Jackson Shemwell as Leaf Coneybear (@mattlth)

“Oh man, I LOVE, LOVE, my character,” says Shemwell. “This is going to sound very confusing, but my favorite part of my character (Leaf Coneybear) is his stupidity and constant confusion. He is such a fun character to act with because there are so many different moves and noises I can make that will fit him perfectly, even if I tripped and fell on accident, it would most likely seem like it was planned out based on the dumbfounded-ness of my character,” Shemwell continues. “Sometimes it is hard to show the audience you are involved with the plot but still look confused and as if you are not paying attention at all.
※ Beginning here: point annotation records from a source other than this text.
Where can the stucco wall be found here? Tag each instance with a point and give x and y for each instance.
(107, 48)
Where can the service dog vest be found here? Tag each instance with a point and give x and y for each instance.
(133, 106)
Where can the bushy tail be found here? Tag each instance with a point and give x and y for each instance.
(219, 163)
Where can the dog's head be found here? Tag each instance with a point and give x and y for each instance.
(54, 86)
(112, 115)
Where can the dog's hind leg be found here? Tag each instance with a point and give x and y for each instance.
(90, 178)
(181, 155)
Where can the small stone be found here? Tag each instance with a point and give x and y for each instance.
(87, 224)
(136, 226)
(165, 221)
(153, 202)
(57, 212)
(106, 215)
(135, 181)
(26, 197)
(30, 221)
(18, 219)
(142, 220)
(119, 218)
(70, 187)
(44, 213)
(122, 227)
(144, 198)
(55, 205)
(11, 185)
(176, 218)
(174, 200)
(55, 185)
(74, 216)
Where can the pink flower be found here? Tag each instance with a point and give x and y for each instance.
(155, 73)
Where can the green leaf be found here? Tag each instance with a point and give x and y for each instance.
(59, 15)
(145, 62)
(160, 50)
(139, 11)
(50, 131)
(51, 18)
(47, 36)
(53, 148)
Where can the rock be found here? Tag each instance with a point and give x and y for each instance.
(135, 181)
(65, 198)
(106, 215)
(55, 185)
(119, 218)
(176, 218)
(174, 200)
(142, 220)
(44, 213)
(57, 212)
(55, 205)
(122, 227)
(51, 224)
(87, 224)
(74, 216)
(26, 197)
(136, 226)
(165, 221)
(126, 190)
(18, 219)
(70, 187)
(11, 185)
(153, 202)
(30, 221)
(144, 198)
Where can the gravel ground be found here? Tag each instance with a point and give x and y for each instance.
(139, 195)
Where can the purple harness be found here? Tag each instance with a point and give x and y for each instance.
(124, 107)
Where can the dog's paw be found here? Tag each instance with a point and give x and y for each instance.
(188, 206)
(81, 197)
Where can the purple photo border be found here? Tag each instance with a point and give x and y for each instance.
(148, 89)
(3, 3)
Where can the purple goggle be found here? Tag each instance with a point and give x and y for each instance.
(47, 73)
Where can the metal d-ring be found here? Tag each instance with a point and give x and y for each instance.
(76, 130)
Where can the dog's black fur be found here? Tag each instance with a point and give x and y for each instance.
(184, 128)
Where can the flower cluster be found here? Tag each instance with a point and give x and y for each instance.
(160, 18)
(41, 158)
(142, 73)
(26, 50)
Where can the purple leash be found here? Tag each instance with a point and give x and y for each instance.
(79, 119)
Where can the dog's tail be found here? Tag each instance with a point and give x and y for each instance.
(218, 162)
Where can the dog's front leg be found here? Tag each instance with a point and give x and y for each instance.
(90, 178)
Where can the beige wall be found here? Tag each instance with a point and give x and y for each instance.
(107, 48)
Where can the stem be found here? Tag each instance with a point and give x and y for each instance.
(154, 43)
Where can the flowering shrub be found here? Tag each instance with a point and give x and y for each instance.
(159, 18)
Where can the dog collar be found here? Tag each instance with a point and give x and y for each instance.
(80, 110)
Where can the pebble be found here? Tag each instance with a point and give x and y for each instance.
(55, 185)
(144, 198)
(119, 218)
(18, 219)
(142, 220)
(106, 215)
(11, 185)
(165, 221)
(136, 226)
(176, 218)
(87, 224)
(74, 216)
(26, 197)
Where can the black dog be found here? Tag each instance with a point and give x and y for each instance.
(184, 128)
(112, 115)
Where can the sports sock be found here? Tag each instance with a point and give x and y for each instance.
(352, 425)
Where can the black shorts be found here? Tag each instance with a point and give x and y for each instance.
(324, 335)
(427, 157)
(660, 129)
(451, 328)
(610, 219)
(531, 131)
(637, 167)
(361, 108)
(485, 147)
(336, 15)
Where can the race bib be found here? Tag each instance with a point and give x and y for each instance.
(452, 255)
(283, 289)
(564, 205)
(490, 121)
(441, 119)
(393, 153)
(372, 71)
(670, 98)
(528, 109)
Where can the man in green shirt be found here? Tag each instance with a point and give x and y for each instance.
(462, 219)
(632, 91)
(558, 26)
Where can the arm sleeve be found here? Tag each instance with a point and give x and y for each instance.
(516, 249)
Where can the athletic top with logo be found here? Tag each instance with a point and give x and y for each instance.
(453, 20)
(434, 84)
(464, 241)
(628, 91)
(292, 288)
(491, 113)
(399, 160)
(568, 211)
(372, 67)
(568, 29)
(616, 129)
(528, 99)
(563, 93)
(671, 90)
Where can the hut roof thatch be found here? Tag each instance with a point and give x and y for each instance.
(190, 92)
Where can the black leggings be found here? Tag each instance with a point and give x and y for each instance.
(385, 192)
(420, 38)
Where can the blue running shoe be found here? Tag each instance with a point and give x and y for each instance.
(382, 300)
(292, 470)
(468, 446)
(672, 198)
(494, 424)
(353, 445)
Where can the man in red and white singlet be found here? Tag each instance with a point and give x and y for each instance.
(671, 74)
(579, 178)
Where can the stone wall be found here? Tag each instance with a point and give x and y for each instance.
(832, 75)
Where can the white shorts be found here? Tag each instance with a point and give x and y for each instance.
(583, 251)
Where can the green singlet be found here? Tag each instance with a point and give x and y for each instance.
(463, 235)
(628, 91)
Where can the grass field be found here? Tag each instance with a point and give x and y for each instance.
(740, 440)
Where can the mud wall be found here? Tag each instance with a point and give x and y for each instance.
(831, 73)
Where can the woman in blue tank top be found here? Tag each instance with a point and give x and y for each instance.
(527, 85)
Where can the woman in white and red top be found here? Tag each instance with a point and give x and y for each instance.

I had to find a good balance of Leaf’s confusion but still him paying attention to the spelling and not being completely separated from reality,” Shemwell finishes.

The “adults” and hosts of the Spelling Bee: from left to right – Carolyn Vazquez as Michelle “Mitch” Mahoney, Anthony Tibolla as Doug Panch, Grace Sims as Rona Lisa Peretti (@mattlth)

“The most challenging thing about the characters in this musical is that it’s a comedy starring these 12 year old kids who have terrible relationships with their parents and we have to make them real yet funny at the same time,” says Kale. “Specifically for Barfee, he’s a funny character but he’s also mean and a bully with a lot of walls around him. The hard part is making that bully likeable and showing his development into a friend.”


So come see this hilarious spelling bee! The Juice Box Cast, featuring Olivia Thomas, Katelyn Woods, and Paola Severo, will be performing March 4th, 6th, and 8th, and the Cookies Cast, featuring Katie Moyle, Catelin Raven, and Audrey Tita-Munoz, will be performing March 5th, 7th, and 9th. “This show went by SO FAST!!” concludes Shemwell. “This is one of the most comedic musicals I have ever seen, and some of the lines still make me laugh even though I’ve heard them 100 times by now.”